If LLM output comes to dominate the web, the web will become, well, dumber. Columbia's Li said in an interview: "What happens when we train LLMs on other LLM outputs? The overall outcomes get worse. The models get worse. This is what they call model collapse."
There is a parallel in what index funds and other passive strategies have done to the stock market. They don't do research and price discovery (the process of negotiation that reveals an asset's value). Instead, they free ride on the research and price discovery of active investors. In other words, they exploit market efficiency without contributing to it. In the process, they are squeezing out active investing, leaving a market increasingly dominated by algorithms trading against each other.
These are, I'll admit, dystopian scenarios. I could tell a different story of how AI will help scholars discover connections between otherwise disparate bits of knowledge across the web.
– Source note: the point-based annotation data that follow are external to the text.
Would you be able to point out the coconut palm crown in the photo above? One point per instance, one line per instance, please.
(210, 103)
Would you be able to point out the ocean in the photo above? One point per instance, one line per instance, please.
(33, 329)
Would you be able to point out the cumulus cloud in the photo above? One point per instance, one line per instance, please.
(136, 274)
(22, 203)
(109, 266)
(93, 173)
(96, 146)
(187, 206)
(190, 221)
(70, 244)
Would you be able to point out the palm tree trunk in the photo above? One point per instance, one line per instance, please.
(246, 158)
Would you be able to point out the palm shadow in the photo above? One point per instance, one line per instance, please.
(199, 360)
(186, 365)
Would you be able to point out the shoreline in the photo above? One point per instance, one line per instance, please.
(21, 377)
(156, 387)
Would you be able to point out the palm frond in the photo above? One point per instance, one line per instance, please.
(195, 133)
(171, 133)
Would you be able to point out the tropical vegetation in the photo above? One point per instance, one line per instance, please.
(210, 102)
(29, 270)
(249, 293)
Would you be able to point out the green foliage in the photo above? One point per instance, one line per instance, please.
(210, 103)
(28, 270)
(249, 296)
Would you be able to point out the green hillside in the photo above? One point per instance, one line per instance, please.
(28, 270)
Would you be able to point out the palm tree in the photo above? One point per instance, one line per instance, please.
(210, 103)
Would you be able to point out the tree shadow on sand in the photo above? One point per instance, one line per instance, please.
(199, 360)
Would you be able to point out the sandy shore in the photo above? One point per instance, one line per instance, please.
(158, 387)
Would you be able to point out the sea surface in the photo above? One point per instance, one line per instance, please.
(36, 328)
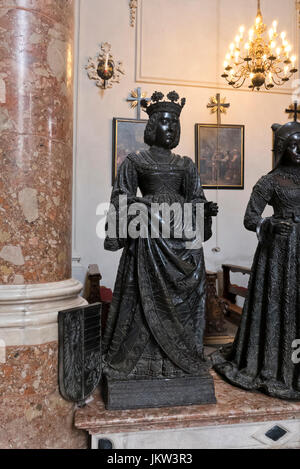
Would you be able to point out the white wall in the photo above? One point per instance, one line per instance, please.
(101, 20)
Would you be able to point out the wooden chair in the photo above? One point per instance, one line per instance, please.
(231, 291)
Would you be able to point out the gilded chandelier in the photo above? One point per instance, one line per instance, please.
(265, 58)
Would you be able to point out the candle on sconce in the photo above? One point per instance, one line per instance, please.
(106, 62)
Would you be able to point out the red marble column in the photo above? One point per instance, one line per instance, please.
(36, 83)
(36, 120)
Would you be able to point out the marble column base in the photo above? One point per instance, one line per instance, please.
(28, 313)
(32, 413)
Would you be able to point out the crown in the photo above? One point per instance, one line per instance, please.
(158, 105)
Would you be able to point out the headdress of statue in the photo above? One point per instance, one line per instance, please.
(158, 105)
(282, 133)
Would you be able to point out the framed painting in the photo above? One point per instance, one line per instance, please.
(220, 155)
(128, 137)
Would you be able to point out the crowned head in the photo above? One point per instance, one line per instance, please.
(163, 127)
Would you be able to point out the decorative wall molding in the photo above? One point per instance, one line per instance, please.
(142, 77)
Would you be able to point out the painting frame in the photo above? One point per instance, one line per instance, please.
(199, 144)
(131, 145)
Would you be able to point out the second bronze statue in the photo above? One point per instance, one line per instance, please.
(153, 342)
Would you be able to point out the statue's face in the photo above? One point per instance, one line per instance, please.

Joshua Gans, a University of Toronto economist who has written extensively on AI, thinks that so long as new knowledge has value, it will find a way to be created. He says when AI insights are incremental, humans will pivot to more truly novel research.
Maybe. But instead of pivoting, what if humans lose interest in learning altogether? Reliance on AI can cause critical thinking to atrophy, just as reliance on GPS weakens spatial memory. A study by Nataliya Kosmyna at Massachusetts Institute of Technology and seven co-authors asked three groups of subjects to write essays, one using an LLM, one using internet search, and one just their brains. Scans later showed the LLM group had the least engagement across brain regions such as for memory recall and executive functioning; the brain-only group had the most.
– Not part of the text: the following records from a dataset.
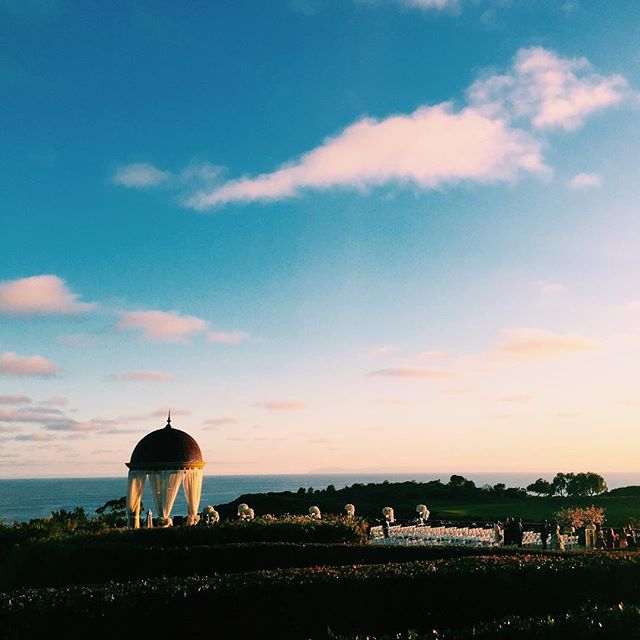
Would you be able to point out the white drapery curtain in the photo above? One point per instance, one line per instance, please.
(192, 492)
(165, 485)
(134, 496)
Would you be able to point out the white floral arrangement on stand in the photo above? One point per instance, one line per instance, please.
(423, 512)
(314, 512)
(245, 512)
(210, 516)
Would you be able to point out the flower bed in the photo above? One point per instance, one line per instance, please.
(293, 603)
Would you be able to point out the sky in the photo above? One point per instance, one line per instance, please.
(392, 235)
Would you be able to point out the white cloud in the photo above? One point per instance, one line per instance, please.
(228, 337)
(213, 424)
(440, 145)
(432, 355)
(585, 180)
(15, 399)
(11, 364)
(430, 4)
(55, 401)
(430, 147)
(38, 295)
(549, 288)
(38, 436)
(140, 175)
(547, 90)
(140, 376)
(283, 405)
(422, 373)
(382, 351)
(161, 325)
(517, 398)
(540, 344)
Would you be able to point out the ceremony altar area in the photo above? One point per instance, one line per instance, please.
(454, 536)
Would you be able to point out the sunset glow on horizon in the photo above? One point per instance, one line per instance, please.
(390, 235)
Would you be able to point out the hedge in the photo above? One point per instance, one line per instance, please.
(93, 561)
(302, 603)
(282, 529)
(587, 623)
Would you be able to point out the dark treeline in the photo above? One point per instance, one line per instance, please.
(574, 485)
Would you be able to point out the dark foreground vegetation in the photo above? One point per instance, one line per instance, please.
(459, 499)
(453, 594)
(298, 577)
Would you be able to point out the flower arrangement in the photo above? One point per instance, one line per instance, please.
(210, 515)
(423, 512)
(579, 517)
(245, 512)
(314, 512)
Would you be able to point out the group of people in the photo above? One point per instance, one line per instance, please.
(512, 534)
(610, 538)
Mental engagement, the authors argue, is enhanced by "novelty, encountering new or unexpected content." That resonates. Dissatisfied with OpenAI's demo, I searched the web for biographies and writings of Einstein.
I learned that he was outspoken in support for civil rights in the U.S. and against oppression of Jews in Germany, for which the Nazis put a price on his head; that during the McCarthyite fervor of the 1940s and 1950s he was called a foreign-born agitator spreading communism; that he wasn't a communist but was a socialist. In a 1949 essay for a socialist journal, he answered a question I often ponder: how economics differs from the physical sciences: "economic phenomena are often affected by many factors which are very hard to evaluate separately."
I have no idea if any of that bore on his qualifications to be energy secretary. I could have spent the time on more productive work. But then, acquiring new knowledge has never felt like work.” [1]
1. U.S. News -- Capital Account: AI Risks Choking Off New Knowledge. Ip, Greg. Wall Street Journal, Eastern edition; New York, N.Y.. 10 Sep 2025: A4.